Generation of Synthetic Images for Pedestrian Detection Using a Sequence of GANs
Viktor Seib, Malte Roosen, Ida Germann, Stefan Wirtz, Dietrich Paulus
TL;DR
This work presents a three-GAN augmentation pipeline that jointly generates semantic maps, inserts pedestrian instances, and translates maps to photo-realistic images to augment pedestrian-detection datasets. By chaining SemGAN, a contextual insertion model, and SPADE, the method leverages semantic-to-image transfer to create synthetic training data, demonstrating improved detection performance for near- and far-range pedestrians when combined with real data. Key contributions include detailing adaptations for handling discrete semantic maps, integrating instance insertion, and evaluating the impact on a YOLOv3 detector, with ablations highlighting the importance of retraining detection heads on synthetic data.

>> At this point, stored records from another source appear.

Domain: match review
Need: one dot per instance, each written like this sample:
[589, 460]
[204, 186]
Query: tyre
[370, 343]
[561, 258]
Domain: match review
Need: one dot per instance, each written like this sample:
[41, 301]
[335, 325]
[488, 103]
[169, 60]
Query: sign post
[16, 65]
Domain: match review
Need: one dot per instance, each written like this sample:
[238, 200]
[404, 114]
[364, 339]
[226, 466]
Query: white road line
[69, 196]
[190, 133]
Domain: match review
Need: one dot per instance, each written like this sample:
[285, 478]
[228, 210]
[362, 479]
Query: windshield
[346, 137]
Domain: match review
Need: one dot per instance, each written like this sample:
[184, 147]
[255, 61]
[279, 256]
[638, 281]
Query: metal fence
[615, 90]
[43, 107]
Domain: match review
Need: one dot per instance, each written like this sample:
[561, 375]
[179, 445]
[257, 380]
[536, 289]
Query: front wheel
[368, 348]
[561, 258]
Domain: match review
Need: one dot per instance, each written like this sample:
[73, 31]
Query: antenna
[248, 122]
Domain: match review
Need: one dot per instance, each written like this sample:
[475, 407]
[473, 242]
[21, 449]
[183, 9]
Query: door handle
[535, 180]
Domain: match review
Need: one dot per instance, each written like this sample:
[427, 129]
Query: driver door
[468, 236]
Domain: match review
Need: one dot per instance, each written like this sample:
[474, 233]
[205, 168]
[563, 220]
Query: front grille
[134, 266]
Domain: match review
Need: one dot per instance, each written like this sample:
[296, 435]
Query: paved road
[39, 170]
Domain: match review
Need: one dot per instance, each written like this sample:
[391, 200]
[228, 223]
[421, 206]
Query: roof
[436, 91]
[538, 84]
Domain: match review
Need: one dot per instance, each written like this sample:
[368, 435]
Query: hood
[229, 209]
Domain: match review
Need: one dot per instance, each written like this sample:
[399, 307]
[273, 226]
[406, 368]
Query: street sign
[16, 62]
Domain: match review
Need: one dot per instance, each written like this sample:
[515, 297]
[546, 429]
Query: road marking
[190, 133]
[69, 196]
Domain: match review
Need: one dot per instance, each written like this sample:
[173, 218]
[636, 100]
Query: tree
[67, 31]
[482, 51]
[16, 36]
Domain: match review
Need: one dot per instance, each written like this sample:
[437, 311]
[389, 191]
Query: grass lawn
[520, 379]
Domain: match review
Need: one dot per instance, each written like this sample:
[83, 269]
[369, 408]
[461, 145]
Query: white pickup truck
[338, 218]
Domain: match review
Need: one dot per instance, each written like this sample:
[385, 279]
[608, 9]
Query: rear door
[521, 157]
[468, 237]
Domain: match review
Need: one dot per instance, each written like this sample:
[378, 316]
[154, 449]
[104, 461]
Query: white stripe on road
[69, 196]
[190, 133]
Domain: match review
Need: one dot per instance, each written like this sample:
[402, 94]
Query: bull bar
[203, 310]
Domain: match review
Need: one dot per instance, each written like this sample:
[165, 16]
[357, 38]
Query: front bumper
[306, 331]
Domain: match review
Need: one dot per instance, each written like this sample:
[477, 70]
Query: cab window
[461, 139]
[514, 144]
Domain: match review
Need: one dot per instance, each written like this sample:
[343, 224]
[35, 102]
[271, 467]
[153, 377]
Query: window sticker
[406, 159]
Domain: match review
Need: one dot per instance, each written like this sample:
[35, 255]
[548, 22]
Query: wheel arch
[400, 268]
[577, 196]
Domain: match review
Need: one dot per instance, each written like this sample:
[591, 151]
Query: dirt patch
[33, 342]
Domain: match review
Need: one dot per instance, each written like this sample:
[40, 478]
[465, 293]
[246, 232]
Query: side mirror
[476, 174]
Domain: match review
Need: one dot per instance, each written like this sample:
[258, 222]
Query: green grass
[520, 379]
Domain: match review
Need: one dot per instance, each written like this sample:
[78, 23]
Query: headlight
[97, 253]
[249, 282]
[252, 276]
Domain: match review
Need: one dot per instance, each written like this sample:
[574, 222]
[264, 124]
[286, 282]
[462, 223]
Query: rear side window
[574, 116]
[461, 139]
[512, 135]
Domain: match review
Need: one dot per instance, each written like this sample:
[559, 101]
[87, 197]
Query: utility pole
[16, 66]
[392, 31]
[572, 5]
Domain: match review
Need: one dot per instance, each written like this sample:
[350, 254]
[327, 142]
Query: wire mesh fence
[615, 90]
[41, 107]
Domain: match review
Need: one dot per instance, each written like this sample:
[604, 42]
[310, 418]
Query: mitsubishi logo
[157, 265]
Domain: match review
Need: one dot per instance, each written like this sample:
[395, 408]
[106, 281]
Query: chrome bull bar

The approach addresses data scarcity and domain shift, offering a practical route to expand urban-scene datasets, though it notes bottlenecks in the first step and calls for collecting task-specific training data for all pipeline stages.
Abstract
Creating annotated datasets demands a substantial amount of manual effort. In this proof-of-concept work, we address this issue by proposing a novel image generation pipeline. The pipeline consists of three distinct generative adversarial networks (previously published), combined in a novel way to augment a dataset for pedestrian detection. Despite the fact that the generated images are not always visually pleasant to the human eye, our detection benchmark reveals that the results substantially surpass the baseline. The presented proof-of-concept work was done in 2020 and is now published as a technical report after a three years retention period.